Evolving the World Energy Trilemma to develop more resilient energy systems
All signs point to a world that will surpass 1.5 degrees of global warming in the near future. Other planetary boundaries are also in danger of imminent breach. We might get lucky, and sail past the 1.5 degrees and other markers without triggering any nasty tipping points, or perhaps we can adapt to whatever changes the planet throws back at us.
But that’s a big gamble. Urgent action, at all levels, is needed to avert the risk of catastrophe – and redesigning global energy systems is at the centre of this monumental challenge.
Over more than two hundred years we have built vast, complex, inter-connected systems to extract, distribute and convert fossil fuels to meet our energy needs – but it is no longer fit for purpose. Its design is inherently unsustainable. Partly because the stock of fossil fuel resources is ultimately finite, but more immediately because of the cumulative impact burning fossil fuels has on the climate.
A new system is required – one that preserves and maintains the reliable and affordable energy access much of the world depends on whilst simultaneously connecting the several hundred million people currently excluded from the modern energy economy.
That is the Energy Trilemma challenge in a nutshell – developing systems that serve us all running on energy that is secure, affordable and environmentally sustainable.
It is a huge challenge. We have plenty of techno-economic roadmaps that tell us how to re-engineer the plumbing of the energy system. But the scale and complexity of the implementation challenge is as daunting as the question of how best to accelerate the process.
Multiple energy transition pathways are emerging across the world, but none are on track to avoid an overshoot of planetary boundaries or to provide clean, affordable, and reliable energy access to billions more people. Making faster, fairer, and more far-reaching energy transitions happen is essential. But this is best achieved through 100s and 1000s of smaller steps and by involving more people and diverse communities in understanding their roles and choices.
And understanding what progress looks like as we radically reshape our energy systems requires tools to not only measure how far we’ve come but also point to where we need to go.
The good news is that we are not starting from scratch. The World Energy Trilemma Framework has been developed by the World Energy Council’s community over nearly 20 years to track country performance against the three dimensions of energy security, affordability and sustainability.
The World Energy Trilemma was initially conceived to balance the three pivotal dimensions. Energy security initially focused on safeguarding supply, avoiding shocks from scarcity or geopolitical tensions all the while ensuring the lights stayed on. Energy equity grappled with the key questions of energy access and affordability. Environmental sustainability advocated for practices that would reduce our carbon footprint and preserve the planet for future generations.

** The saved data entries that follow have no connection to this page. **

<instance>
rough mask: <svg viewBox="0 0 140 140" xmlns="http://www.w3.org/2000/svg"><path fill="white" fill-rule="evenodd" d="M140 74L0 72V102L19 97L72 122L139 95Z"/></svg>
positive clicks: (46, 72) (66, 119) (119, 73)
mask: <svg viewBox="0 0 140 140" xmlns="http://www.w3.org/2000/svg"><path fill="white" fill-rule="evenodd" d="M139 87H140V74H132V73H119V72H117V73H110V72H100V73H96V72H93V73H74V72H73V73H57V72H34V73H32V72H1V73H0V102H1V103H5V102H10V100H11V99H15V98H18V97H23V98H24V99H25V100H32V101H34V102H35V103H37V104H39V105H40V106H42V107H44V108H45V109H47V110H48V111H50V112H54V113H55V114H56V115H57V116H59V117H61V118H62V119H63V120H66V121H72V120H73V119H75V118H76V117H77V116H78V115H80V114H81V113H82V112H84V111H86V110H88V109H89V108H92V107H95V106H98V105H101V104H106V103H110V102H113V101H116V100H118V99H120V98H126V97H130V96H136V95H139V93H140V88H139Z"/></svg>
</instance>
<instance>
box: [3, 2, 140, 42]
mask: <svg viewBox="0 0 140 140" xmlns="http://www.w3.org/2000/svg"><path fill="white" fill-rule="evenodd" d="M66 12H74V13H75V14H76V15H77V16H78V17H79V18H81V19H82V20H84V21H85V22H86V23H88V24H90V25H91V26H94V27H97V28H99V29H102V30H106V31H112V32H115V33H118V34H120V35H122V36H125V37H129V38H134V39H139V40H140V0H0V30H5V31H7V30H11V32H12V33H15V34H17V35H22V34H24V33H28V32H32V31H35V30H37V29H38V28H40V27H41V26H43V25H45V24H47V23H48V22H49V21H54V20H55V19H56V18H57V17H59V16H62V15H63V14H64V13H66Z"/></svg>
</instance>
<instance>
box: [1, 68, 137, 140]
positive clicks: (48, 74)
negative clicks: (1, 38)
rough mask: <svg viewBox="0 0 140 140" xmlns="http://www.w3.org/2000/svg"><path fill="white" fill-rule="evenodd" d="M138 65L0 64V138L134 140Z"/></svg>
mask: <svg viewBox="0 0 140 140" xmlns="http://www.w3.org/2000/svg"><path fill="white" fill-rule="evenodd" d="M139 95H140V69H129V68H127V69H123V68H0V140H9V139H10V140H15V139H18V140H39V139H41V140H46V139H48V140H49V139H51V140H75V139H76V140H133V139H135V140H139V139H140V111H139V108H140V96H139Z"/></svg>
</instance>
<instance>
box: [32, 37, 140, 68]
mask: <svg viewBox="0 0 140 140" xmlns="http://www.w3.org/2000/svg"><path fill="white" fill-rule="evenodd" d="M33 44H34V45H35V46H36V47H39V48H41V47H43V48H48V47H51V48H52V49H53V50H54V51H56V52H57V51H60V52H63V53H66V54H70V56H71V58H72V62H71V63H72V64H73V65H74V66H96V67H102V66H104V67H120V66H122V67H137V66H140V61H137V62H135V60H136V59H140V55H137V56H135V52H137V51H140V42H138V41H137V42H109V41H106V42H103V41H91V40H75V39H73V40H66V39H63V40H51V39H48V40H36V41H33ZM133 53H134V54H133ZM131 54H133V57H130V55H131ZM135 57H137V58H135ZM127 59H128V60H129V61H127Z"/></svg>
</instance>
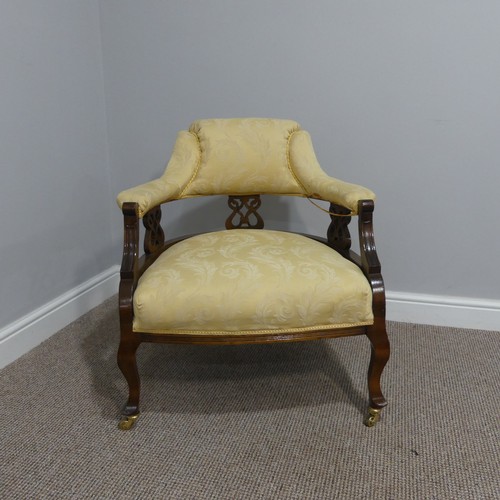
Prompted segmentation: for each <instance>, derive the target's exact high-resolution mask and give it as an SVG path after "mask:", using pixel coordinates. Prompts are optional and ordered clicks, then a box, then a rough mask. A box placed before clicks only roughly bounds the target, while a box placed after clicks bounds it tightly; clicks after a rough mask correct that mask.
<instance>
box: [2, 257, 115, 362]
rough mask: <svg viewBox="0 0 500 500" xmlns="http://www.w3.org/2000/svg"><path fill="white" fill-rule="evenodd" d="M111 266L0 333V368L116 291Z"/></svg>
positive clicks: (109, 296) (26, 316) (31, 312)
mask: <svg viewBox="0 0 500 500" xmlns="http://www.w3.org/2000/svg"><path fill="white" fill-rule="evenodd" d="M119 272H120V267H119V266H113V267H111V268H109V269H107V270H106V271H104V272H102V273H100V274H98V275H97V276H94V277H93V278H91V279H90V280H88V281H86V282H85V283H82V284H81V285H79V286H77V287H75V288H73V289H72V290H69V291H68V292H66V293H64V294H62V295H60V296H59V297H57V298H56V299H54V300H52V301H50V302H49V303H47V304H45V305H44V306H42V307H40V308H38V309H36V310H34V311H32V312H31V313H30V314H28V315H26V316H24V317H22V318H20V319H19V320H17V321H15V322H13V323H11V324H10V325H7V326H6V327H4V328H2V329H1V330H0V368H2V367H4V366H6V365H8V364H9V363H11V362H12V361H14V360H16V359H17V358H19V357H20V356H22V355H23V354H25V353H27V352H28V351H30V350H31V349H33V348H34V347H36V346H37V345H39V344H40V343H42V342H43V341H44V340H46V339H48V338H49V337H50V336H51V335H53V334H54V333H56V332H57V331H59V330H60V329H61V328H64V327H65V326H67V325H69V324H70V323H71V322H72V321H74V320H76V319H77V318H79V317H80V316H82V315H83V314H85V313H86V312H88V311H90V310H91V309H93V308H94V307H96V306H98V305H99V304H101V303H102V302H104V301H105V300H106V299H107V298H109V297H111V296H112V295H114V294H115V293H117V292H118V283H119V277H120V274H119Z"/></svg>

However, the Council and our community has identified that these dimensions need to evolve to best reflect contemporary energy systems. Energy security now encompasses the reliability of renewables, the importance of critical minerals, and resilience against physical and cyber threats. Energy equity has deepened to address social justice, the equitable distribution of clean energy’s benefits, and the impacts energy transitions have on vulnerable communities. Meanwhile, environmental sustainability has broadened to a holistic concern for planetary health, embracing circular economy principles, the interconnectedness of water, food, and energy systems, and decarbonization efforts aligned with global ecological limits.
Our understanding of the interconnected nature of energy transitions and sustainable development continue to evolve with global environmental sciences and complexity thinking. It is bolstered, most importantly, through an exchange of practical experiences in managing increasingly diverse energy systems.
Our soon to be released 2024 World Energy Trilemma Report will highlight these exciting developments as we puzzle out, together, the best way to retool the World Energy Trilemma Framework.
The Trilemma tool will also drive many sessions at our upcoming 26th World Energy Congress in a few weeks’ time. As the world’s energy leaders convene under the same roof in Rotterdam, 22-25 April, there has never been a more ideal opportunity to harness their collective knowledge and expertise to build a better tool to track energy transitions.